The US government's $5 billion lawsuit against Standard & Poor's for exaggerating mortgage bond ratings in 2007 has cast a pall over the ratings industry and exposed its role in the financial crisis.
S&P competitors Moody's and Fitch find themselves potentially facing penalties after the Justice Department alleged S&P knowingly kept ratings on high-risk mortgage securities high in order to win revenues from issuers.
The Justice Department has not said whether it has the other two ratings agencies in its sights, but Moody's spent much of the week fending off questions about whether it faces similar action following the S&P suit.
The New York Attorney General has meanwhile launched an investigation into all three companies over their ratings prior to the 2008 crisis, sources close to the matter told AFP.
S&P parent McGraw-Hill's shares plunged 27 percent after the suit was filed, and Moody's dropped 22 percent for the week, underscoring the market's worry that the crackdown on S&P may be just the tip of the iceberg.

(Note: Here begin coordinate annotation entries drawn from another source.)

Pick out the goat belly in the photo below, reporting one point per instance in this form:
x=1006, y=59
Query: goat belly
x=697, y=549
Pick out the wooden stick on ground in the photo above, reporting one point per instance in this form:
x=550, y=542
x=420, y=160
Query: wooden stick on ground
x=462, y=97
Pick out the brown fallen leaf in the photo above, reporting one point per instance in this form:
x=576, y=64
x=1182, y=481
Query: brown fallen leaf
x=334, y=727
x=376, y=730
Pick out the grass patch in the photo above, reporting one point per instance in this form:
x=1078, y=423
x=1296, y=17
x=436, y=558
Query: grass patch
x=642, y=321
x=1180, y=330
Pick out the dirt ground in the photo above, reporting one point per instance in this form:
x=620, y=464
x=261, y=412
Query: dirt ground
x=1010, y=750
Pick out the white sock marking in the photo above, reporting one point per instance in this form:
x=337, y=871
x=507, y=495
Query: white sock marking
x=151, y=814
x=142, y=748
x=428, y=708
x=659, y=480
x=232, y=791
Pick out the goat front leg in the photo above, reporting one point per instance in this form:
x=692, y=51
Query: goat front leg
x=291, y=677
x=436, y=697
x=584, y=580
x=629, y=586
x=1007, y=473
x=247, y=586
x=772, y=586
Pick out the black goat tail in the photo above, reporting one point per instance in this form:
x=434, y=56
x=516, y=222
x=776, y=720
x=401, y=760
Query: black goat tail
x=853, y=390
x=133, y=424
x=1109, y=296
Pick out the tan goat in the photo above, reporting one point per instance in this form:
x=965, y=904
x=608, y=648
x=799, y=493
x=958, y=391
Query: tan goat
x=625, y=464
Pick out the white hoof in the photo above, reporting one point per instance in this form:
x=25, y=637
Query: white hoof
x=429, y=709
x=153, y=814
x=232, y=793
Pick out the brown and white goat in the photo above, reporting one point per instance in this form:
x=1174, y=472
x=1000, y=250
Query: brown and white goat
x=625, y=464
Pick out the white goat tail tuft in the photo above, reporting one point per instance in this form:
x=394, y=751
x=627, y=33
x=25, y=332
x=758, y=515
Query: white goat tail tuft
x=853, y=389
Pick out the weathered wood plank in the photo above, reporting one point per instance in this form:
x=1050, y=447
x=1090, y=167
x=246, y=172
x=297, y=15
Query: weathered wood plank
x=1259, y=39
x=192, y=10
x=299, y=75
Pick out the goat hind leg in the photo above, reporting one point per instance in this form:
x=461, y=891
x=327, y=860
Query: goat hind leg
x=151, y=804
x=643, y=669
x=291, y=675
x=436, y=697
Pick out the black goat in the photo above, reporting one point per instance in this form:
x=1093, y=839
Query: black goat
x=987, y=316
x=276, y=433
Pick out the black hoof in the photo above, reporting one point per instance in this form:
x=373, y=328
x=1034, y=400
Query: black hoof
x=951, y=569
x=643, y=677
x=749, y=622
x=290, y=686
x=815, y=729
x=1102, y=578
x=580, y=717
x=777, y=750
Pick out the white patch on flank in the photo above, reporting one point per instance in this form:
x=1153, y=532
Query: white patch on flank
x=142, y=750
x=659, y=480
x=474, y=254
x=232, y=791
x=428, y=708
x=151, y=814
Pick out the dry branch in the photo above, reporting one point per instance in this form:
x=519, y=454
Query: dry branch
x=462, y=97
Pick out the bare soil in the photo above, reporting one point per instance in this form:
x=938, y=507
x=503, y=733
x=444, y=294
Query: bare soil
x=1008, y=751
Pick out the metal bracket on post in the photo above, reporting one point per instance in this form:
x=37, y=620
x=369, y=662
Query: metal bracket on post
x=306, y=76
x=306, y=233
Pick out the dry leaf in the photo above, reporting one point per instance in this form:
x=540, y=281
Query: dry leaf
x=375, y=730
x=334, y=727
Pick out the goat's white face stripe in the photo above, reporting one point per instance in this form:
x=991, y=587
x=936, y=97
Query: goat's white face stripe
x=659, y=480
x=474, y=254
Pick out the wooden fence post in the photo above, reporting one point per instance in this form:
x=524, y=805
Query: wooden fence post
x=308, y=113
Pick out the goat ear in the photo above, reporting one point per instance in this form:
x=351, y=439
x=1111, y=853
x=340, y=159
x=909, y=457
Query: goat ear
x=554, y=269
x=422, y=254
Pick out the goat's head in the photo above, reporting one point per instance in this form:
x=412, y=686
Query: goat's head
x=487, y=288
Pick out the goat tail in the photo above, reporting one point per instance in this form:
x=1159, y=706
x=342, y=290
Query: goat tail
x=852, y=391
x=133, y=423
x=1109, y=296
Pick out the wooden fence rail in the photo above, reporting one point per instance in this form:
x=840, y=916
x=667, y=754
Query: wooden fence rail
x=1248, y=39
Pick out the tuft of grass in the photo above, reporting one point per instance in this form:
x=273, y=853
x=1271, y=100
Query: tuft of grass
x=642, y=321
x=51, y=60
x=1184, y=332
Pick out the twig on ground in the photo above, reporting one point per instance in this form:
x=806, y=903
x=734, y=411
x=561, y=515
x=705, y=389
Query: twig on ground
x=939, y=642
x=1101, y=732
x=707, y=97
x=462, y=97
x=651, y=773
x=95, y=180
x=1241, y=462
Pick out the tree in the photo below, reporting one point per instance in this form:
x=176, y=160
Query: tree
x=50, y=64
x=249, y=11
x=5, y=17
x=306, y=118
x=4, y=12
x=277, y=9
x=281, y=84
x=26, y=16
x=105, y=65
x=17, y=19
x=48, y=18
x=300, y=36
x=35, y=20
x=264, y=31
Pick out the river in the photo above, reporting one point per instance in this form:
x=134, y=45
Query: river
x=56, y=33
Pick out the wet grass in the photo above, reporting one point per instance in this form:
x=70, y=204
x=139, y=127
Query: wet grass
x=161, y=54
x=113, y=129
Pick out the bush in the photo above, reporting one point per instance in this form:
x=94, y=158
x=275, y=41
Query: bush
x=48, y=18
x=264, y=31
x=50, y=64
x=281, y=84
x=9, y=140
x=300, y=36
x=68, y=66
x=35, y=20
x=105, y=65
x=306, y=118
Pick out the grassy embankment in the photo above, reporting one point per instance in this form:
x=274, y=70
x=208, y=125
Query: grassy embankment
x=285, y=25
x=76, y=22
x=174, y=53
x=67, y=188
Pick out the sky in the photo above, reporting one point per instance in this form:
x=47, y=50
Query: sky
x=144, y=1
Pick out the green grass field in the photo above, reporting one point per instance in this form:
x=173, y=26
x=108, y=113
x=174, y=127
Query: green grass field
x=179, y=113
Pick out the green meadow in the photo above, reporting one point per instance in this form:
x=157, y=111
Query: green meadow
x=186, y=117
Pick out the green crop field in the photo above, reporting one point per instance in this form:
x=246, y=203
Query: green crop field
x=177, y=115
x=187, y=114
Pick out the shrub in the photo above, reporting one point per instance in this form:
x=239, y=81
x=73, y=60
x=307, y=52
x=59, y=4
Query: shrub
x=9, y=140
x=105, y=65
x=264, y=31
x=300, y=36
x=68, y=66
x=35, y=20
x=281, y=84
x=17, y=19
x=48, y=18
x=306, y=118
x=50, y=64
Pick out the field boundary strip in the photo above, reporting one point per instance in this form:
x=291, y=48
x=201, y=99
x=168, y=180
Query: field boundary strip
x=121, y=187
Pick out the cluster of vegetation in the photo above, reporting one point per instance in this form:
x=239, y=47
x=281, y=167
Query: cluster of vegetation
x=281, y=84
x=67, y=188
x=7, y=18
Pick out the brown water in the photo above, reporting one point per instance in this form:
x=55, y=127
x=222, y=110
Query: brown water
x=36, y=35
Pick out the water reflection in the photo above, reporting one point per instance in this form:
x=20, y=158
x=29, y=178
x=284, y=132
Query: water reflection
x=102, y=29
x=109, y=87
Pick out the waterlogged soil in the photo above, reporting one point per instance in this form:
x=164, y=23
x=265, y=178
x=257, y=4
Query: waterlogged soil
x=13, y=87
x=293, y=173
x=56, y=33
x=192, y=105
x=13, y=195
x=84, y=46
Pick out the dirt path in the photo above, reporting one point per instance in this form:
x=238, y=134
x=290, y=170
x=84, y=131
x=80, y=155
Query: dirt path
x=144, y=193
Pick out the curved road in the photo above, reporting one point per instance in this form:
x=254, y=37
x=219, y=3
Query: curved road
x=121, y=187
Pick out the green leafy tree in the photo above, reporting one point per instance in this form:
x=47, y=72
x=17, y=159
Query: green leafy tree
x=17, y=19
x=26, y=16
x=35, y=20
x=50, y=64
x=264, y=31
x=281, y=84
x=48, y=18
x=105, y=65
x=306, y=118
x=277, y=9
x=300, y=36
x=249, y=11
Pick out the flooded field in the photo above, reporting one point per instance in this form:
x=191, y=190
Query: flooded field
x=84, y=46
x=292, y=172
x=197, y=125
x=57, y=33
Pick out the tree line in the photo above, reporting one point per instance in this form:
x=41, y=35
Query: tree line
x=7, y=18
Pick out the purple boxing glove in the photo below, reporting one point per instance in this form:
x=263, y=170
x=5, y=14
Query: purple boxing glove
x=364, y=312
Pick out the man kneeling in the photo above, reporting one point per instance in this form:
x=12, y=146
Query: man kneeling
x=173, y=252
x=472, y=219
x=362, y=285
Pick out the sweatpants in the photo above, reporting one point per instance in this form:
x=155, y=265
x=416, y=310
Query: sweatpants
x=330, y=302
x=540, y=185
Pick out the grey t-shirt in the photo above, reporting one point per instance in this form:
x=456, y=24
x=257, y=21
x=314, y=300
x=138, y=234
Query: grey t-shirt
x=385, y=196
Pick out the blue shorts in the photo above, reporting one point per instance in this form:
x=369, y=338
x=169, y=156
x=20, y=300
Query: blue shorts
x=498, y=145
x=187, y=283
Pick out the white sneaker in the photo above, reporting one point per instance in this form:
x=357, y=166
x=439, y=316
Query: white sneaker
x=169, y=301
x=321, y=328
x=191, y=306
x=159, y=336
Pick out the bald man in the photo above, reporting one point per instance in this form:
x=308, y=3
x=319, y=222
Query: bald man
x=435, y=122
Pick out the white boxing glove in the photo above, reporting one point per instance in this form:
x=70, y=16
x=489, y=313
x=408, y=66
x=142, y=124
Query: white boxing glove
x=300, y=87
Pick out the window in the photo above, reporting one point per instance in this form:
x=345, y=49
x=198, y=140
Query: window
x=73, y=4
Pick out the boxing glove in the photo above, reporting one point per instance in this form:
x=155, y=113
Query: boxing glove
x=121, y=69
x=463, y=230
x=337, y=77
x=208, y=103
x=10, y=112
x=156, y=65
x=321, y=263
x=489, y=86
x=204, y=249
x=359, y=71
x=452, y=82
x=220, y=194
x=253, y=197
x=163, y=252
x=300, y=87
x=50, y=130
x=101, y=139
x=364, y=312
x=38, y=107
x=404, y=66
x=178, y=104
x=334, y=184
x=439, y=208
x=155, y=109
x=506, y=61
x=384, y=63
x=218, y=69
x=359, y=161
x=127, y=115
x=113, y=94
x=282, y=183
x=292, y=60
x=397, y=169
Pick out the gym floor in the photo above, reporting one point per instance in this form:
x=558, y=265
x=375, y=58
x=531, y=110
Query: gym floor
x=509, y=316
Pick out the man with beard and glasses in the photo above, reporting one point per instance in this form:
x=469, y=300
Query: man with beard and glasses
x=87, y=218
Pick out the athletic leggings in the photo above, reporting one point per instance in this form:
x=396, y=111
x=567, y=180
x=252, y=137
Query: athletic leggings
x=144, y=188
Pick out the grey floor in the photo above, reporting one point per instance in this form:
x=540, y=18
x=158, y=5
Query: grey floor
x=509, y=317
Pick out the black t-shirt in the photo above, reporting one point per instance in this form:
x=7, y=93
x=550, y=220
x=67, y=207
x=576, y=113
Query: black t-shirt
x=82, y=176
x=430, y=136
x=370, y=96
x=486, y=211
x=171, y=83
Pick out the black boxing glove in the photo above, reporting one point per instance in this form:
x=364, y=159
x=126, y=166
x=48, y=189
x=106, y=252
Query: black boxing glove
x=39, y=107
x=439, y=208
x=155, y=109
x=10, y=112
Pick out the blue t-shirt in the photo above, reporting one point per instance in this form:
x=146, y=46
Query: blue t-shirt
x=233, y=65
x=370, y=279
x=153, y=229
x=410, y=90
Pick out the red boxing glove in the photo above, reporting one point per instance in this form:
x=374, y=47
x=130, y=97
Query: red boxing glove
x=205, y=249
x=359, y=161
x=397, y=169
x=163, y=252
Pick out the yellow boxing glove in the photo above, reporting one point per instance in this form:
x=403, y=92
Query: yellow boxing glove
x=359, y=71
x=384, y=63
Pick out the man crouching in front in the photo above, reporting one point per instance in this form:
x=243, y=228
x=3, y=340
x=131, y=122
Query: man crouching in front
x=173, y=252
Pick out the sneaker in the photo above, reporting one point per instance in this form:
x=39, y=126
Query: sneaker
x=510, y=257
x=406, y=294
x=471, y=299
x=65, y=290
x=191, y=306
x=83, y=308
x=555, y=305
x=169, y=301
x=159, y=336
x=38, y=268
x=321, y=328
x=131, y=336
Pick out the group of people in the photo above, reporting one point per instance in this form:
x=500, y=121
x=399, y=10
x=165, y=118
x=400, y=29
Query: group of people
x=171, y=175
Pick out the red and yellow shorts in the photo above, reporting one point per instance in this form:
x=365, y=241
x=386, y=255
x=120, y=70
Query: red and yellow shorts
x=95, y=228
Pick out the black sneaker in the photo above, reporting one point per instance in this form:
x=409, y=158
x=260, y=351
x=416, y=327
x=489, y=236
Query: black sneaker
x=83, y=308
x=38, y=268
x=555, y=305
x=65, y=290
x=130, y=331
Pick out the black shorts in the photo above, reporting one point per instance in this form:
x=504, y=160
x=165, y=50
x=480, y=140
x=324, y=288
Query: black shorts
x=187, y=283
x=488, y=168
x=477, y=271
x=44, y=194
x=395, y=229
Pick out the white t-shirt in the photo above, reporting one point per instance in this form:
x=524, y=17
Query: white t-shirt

"Investors have been selling those stocks aggressively this week and keep doing so out of fear that the situation with the Department of Justice could get a lot worse in the future," said Wedbush Securities analyst Michael James.
"They think there is probably more bad news to come."
The government's case argues that S&P knowingly placed triple-A ratings on billions of dollars worth of mortgage-based financial securities even as the US housing market collapsed, misrepresenting their true credit risk.
Many of the top-rated issues cited in the suit were in default within one year or less. S&P exaggerated the ratings in part to please clients and keep issuer revenues high, the suit alleges. US Attorney General Eric Holder called S&P's conduct "egregious," saying "it goes to the very heart of the recent financial crisis."